- Battle of Anéfis: Part of the Mali War
| Date | July 4–9, 2026 |
| Location | Anéfis, Mali and surrounding areas |
| Result | Inconclusive Anefis recaptured by Malian forces; Surroundings of the city and the Tabrichat area captured by the FLA forces; |

Belligerents
- Mali Malian Army; ; Russia Africa Corps; ;: Azawad Liberation Front

Casualties and losses
- ~80 killed (government claim) ~60 injured 1 Mi-24 destroyed: 100+ killed (government claim) 12 vehicles destroyed

= Battle of Anéfis (2026) =

2026 battle in Anefis

The 2026 battle of Anefis was a battle that occurred in Anefis, a town in the Kidal Region of Northern Mali. The battle occurred after the initial offensives across Northern Mali that began in April 2026. The battle began on 4 July, with insurgents claiming control of the town, and the town was recaptured on 9 July.

==Background==
Since 2012, Mali has undergone a civil war, with a lot of fighting around the north of the country. The town of Anéfis in particular has been the site of many battles, such as in May 2013, June 2013, and 2014. In April 2026, a major escalation occurred in the region, as FLA and JNIM militants launched a large-scale offensive across the country, capturing many cities such as Kidal and Aguelhok.

==Battle==
On 4 July, the Azawad Liberation Front launched the first attack on the town, as part of a series of coordinated attacks across the country with JNIM. The initial assault was successful and captured most of the town in two hours. The only area of the town that remained under government control was the military, which the rebels began to lay under siege.

On 5 July, FAMa and Africa Corps (Russia) reinforcements were sent from Gao to relieve the soldiers. JNIM militants and FLA rebels were able to intercept the convoy in Tabrichat, 55 km south of Anefis, and managed to shoot down a Mi-24 helicopter.

Another FAMa and Africa Corps convoy was sent on 7 July. The convoy arrived to the town on the morning of 9 July, and managed to capture the town by the evening. On 12 July, revealed the casualties of the attack, claiming that about 30 soldiers died in the fighting and another 60 were injured.
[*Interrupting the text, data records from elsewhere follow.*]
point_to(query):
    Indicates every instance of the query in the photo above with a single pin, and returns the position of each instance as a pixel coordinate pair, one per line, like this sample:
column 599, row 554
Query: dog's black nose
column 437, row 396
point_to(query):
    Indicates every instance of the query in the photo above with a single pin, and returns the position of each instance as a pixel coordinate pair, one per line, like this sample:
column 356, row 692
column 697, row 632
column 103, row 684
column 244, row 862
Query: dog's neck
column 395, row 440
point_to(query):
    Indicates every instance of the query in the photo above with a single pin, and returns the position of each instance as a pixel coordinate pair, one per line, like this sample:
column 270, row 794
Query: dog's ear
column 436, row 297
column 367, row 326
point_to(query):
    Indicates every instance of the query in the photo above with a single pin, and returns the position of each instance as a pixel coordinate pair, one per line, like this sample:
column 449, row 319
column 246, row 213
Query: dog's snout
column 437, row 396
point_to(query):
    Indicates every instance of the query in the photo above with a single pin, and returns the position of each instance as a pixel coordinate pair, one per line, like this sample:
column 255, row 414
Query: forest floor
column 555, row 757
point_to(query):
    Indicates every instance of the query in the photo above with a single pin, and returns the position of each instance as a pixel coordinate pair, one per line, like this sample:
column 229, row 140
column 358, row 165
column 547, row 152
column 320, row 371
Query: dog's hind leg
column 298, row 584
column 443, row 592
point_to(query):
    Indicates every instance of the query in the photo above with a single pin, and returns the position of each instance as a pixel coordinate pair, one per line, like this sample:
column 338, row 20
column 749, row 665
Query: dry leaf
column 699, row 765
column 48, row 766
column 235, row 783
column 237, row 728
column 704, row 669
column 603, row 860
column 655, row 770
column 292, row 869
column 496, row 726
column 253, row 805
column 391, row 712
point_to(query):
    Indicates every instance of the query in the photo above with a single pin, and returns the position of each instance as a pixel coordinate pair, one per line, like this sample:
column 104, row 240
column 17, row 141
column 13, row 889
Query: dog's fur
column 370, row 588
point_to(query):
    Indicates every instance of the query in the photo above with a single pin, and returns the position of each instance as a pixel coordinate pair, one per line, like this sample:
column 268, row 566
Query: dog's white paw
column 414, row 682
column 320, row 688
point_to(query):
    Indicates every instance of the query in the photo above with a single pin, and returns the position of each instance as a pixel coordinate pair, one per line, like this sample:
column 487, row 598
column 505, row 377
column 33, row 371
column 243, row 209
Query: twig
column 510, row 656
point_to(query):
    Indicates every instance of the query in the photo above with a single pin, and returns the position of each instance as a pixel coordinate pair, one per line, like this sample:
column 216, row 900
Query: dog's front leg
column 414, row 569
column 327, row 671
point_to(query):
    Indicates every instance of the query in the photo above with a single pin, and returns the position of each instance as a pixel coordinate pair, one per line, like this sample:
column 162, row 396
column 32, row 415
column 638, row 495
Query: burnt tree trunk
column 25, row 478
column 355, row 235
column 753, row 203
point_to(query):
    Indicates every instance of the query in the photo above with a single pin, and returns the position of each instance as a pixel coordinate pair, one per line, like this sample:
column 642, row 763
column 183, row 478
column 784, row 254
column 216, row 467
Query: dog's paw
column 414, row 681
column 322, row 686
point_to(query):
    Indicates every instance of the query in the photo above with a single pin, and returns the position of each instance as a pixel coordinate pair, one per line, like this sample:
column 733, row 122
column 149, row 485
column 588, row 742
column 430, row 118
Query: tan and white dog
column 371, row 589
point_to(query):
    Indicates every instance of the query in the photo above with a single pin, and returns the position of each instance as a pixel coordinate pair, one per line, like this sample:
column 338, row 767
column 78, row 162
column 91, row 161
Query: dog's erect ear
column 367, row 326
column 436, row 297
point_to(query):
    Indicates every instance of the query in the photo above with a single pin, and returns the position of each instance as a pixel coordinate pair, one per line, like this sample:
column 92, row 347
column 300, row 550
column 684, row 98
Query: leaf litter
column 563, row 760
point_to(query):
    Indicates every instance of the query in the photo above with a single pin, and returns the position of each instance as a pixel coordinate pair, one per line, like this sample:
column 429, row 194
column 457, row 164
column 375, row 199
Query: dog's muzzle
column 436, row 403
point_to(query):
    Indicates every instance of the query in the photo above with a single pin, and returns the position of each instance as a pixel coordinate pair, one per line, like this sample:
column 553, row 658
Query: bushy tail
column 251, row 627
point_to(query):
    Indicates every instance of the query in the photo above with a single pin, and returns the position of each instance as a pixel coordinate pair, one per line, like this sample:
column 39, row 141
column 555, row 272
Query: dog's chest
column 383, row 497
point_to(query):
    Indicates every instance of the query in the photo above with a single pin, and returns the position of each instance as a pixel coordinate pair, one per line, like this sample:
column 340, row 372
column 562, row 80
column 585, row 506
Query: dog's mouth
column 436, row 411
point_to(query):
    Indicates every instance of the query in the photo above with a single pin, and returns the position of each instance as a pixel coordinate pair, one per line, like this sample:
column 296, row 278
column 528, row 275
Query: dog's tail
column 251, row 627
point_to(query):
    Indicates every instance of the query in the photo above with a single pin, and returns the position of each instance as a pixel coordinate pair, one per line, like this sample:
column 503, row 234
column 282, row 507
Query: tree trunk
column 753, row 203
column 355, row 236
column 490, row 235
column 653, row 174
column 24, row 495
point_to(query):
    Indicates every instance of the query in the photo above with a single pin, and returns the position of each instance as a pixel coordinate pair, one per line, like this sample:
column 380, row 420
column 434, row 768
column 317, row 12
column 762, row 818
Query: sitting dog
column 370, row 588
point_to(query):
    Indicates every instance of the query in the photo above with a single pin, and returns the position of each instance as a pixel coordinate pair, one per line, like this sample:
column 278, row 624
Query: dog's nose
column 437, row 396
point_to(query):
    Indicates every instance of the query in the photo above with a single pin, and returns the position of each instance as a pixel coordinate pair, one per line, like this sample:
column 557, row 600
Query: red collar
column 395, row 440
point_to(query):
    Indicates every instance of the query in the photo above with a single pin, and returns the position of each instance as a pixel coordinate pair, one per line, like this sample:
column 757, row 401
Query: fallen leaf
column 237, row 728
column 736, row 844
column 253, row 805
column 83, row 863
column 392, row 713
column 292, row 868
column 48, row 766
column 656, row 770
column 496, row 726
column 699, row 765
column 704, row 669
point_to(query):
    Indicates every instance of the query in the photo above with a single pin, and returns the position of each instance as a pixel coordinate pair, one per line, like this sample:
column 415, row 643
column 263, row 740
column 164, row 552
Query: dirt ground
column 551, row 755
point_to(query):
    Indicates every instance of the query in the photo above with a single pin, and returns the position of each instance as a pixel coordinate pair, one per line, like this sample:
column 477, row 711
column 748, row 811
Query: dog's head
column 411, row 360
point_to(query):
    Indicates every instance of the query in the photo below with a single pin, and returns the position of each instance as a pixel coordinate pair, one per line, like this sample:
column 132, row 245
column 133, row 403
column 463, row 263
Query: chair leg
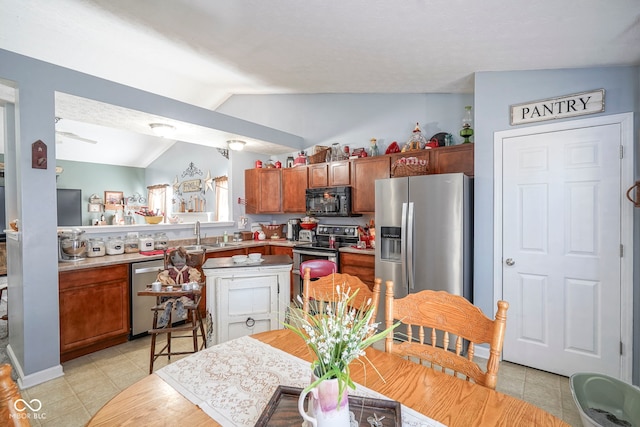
column 195, row 329
column 153, row 342
column 202, row 330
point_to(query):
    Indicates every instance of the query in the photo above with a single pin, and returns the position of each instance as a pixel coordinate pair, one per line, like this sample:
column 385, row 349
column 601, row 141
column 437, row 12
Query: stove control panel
column 337, row 230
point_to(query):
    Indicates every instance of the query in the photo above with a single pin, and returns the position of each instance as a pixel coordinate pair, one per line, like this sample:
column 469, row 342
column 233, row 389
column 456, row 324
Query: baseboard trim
column 26, row 381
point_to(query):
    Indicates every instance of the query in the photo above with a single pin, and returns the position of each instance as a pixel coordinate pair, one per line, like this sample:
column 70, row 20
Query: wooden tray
column 282, row 409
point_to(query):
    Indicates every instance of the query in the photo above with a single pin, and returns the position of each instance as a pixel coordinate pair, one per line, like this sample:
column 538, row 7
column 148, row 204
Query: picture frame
column 113, row 200
column 191, row 186
column 95, row 207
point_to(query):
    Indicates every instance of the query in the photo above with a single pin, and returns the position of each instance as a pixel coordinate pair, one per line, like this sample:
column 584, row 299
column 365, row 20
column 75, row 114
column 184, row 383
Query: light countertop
column 108, row 260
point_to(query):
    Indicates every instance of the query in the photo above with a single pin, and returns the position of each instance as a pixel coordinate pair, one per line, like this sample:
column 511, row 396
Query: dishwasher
column 142, row 275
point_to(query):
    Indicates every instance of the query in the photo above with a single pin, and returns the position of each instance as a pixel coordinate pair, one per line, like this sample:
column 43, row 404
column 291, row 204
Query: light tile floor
column 92, row 380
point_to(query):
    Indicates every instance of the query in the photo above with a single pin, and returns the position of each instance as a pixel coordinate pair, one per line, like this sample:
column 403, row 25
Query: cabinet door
column 251, row 188
column 270, row 190
column 294, row 184
column 359, row 265
column 458, row 158
column 263, row 190
column 340, row 173
column 318, row 175
column 365, row 173
column 94, row 309
column 247, row 305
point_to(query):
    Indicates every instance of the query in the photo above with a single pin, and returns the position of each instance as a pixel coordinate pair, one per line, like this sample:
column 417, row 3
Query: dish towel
column 232, row 382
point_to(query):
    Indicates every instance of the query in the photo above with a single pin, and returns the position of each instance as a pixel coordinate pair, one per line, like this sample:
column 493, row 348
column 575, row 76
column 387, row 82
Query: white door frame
column 626, row 217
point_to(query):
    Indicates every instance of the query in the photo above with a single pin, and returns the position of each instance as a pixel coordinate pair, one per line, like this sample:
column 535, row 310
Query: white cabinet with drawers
column 245, row 299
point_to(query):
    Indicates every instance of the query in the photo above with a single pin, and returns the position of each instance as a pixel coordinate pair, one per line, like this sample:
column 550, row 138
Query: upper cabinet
column 263, row 190
column 271, row 191
column 294, row 184
column 332, row 174
column 365, row 172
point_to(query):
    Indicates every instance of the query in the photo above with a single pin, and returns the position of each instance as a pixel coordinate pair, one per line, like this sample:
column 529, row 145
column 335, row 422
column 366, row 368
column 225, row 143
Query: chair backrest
column 423, row 313
column 323, row 291
column 319, row 267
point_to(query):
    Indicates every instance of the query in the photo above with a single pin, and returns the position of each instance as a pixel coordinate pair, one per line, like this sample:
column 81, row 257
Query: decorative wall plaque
column 577, row 104
column 39, row 155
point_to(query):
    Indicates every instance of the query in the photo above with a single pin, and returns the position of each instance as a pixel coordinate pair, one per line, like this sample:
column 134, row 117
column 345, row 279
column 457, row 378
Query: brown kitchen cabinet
column 457, row 158
column 333, row 174
column 360, row 265
column 364, row 174
column 294, row 184
column 94, row 309
column 263, row 190
column 284, row 250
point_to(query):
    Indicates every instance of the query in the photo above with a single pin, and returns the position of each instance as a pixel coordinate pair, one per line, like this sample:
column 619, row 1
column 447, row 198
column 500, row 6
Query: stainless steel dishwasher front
column 142, row 274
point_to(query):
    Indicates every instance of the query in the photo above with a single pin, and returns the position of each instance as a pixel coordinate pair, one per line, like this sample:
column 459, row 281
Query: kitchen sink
column 208, row 246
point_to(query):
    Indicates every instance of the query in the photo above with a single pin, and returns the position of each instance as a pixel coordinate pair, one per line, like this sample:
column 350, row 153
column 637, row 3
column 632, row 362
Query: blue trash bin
column 605, row 401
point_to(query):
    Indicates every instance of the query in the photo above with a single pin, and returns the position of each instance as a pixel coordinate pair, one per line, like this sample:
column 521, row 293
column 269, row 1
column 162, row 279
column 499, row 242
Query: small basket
column 319, row 157
column 401, row 168
column 153, row 219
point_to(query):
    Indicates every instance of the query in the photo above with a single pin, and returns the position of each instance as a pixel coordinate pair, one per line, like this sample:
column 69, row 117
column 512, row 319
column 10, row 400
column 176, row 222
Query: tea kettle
column 293, row 228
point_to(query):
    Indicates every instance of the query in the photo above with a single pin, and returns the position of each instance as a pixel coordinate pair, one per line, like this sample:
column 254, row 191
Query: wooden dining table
column 441, row 397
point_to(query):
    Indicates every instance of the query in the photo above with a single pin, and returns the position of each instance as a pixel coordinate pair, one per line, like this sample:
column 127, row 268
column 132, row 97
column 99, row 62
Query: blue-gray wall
column 35, row 339
column 353, row 119
column 494, row 93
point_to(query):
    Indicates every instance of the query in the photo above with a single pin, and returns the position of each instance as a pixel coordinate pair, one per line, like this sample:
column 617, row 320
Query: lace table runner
column 232, row 382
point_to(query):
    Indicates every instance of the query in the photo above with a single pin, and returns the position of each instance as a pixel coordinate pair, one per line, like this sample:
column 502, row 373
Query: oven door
column 301, row 255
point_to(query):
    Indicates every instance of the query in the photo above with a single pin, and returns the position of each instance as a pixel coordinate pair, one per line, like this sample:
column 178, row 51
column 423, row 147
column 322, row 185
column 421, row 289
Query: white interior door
column 561, row 249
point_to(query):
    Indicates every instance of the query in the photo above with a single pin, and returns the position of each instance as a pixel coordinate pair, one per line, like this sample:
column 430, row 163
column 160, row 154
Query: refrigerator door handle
column 403, row 242
column 410, row 225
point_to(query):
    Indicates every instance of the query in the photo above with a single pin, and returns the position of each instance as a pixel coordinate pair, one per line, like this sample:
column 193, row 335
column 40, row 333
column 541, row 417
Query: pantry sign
column 577, row 104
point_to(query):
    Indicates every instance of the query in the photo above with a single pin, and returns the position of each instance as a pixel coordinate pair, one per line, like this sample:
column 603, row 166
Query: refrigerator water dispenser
column 390, row 243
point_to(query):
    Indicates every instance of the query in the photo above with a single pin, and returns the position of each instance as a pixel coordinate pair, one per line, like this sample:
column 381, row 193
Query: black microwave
column 329, row 201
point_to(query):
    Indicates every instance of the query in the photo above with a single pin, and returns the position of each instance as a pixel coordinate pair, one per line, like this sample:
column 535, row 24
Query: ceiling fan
column 61, row 134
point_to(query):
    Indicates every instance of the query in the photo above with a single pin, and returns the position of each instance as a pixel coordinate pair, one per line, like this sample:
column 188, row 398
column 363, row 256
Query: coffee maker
column 71, row 245
column 293, row 229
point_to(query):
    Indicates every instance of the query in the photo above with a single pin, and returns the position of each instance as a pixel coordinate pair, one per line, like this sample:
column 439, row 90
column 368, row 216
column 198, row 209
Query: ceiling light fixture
column 236, row 144
column 162, row 129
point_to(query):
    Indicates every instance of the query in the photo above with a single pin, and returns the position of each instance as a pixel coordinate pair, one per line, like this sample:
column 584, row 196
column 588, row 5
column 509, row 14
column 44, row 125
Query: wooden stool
column 194, row 323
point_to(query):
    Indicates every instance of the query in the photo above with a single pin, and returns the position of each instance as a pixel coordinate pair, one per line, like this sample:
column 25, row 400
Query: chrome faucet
column 196, row 231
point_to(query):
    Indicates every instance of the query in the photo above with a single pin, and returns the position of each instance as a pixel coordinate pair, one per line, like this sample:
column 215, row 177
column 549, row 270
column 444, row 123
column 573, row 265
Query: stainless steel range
column 320, row 246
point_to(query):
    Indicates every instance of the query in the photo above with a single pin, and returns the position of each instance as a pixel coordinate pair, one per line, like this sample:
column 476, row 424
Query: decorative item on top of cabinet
column 417, row 141
column 263, row 190
column 364, row 174
column 294, row 184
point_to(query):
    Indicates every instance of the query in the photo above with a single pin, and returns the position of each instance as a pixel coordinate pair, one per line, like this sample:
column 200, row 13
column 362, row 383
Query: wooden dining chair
column 430, row 317
column 317, row 294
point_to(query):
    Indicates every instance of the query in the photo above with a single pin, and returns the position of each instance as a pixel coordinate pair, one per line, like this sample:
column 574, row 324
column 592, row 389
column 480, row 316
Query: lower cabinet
column 360, row 265
column 94, row 309
column 246, row 300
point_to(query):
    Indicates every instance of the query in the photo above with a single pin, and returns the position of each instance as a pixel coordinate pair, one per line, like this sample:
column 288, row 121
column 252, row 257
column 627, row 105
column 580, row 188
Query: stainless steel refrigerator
column 424, row 224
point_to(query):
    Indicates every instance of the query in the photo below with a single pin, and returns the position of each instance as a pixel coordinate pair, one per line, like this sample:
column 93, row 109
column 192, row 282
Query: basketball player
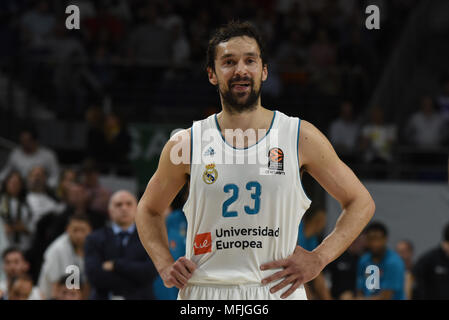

They also claimed that a hundred militants were killed in the fighting, and twelve rebel vehicles were destroyed.

FAMa and Africa Corps forces ultimately held the base after days of fighting, but analysts at the Armed Conflict Location and Event Data Project (ACLED) noted that Malian and Russian forces did not control the surrounding terrain or the supply corridor even after the base was secured.

On 17 July, FLA militants attacked a convoy returning from Anefis, killing 50 soldiers and taking 20 prisoners.